ADAR1 Activity Luciferase Reporter HEK293 Cell Line
ADAR1 Activity Luciferase Reporter HEK293 Cell Line is a HEK293 cell line designed to monitor the activity of ADAR1 (adenosine deaminase acting on RNA) enzyme. These cells were engineered to express ADAR1 (NM_001111.5) and an ADAR1 reporter construct comprised of an ADAR1 hairpin target with a stop codon (UAG) susceptible to ADAR1-mediated editing to tryptophan (UUG), located upstream of a firefly luciferase reporter (Figure 1).
This cell line has been validated by comparing reporter activation to ADAR1 Responsive Luciferase Reporter HEK293 Cell Line (#82238) and in response to treatment with ADAR1 siRNA.

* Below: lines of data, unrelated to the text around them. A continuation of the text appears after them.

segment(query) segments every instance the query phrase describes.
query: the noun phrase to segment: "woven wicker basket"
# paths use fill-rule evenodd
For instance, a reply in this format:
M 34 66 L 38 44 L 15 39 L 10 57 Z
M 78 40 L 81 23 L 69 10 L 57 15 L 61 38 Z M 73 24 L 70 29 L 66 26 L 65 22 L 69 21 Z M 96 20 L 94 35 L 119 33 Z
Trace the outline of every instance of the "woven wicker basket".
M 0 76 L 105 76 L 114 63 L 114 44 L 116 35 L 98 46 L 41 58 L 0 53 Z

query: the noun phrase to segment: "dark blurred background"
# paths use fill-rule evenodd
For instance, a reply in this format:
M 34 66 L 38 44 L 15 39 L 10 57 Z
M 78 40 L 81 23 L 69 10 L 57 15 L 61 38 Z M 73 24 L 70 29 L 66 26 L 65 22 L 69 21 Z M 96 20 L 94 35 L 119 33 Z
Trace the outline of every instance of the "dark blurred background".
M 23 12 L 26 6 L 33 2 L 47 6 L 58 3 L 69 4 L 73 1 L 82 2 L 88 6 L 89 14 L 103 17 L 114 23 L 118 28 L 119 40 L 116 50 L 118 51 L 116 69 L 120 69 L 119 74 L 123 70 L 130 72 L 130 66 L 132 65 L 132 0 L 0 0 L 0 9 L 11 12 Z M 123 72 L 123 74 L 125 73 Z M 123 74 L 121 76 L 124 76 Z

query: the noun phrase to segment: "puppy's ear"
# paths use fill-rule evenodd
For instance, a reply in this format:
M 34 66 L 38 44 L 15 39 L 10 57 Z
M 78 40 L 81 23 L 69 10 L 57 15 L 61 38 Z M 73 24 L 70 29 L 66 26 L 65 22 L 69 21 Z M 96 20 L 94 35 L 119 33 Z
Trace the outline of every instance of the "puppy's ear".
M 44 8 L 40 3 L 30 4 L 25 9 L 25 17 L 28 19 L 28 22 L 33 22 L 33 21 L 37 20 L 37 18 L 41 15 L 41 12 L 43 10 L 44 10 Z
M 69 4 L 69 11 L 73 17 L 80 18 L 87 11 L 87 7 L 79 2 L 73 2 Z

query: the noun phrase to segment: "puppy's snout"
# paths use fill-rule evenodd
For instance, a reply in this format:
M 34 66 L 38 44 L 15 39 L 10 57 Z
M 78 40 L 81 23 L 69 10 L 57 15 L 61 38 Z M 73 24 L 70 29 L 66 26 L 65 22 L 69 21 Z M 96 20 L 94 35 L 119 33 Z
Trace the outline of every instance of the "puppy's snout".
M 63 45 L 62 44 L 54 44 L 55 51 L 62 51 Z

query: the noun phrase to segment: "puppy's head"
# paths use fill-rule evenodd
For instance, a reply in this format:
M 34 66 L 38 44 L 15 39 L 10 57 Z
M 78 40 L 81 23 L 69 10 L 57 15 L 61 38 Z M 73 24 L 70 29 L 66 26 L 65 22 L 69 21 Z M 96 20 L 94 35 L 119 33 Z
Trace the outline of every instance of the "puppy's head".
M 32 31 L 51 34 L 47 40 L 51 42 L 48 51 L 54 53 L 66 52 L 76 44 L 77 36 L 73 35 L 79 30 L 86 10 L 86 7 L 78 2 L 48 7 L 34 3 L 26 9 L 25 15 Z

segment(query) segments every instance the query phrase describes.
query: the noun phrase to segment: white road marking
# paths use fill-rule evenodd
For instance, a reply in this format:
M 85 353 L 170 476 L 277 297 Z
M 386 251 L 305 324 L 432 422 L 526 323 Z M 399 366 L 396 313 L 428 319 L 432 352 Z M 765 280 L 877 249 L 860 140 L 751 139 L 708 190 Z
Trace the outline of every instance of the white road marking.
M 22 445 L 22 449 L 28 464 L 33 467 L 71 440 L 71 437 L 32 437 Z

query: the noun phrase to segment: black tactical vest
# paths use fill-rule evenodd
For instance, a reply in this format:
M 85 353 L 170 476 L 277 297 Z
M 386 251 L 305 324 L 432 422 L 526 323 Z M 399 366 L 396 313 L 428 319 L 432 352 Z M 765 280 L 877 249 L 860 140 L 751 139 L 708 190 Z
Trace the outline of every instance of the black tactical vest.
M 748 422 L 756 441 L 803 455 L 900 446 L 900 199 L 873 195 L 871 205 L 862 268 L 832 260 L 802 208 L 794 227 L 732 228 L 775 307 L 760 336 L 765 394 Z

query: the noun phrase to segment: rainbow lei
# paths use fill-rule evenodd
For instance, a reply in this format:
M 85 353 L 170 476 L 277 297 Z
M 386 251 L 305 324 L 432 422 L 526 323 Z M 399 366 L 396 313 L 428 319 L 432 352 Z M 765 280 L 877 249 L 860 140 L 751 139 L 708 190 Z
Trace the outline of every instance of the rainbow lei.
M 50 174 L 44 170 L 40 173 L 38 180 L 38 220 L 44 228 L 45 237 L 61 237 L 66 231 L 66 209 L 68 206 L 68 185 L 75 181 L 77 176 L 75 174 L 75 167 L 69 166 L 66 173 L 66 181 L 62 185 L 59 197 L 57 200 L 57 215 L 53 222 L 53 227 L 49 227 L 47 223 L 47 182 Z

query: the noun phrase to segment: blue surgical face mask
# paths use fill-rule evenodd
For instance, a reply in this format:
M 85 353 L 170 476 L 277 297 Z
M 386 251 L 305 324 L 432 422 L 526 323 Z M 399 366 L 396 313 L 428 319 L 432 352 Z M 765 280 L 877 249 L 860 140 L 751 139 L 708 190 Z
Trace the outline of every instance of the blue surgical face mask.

Figure 1: Illustration of the mechanism of action of ADAR1 Activity Luciferase Reporter HEK293 Cell Line.
The ADAR1 reporter construct is comprised of an ADAR1 hairpin target with a stop codon (UAG) upstream of the sequence encoding luciferase. In the absence of ADAR1, luciferase is not transcribed, and the cells show no luciferase activity. In the presence of ADAR1 activity, adenine is converted into inosine, encoding now the amino acid tryptophan (UUG) and enabling transcription and expression of luciferase. ADAR1 activity, therefore, directly correlates with luciferase activity.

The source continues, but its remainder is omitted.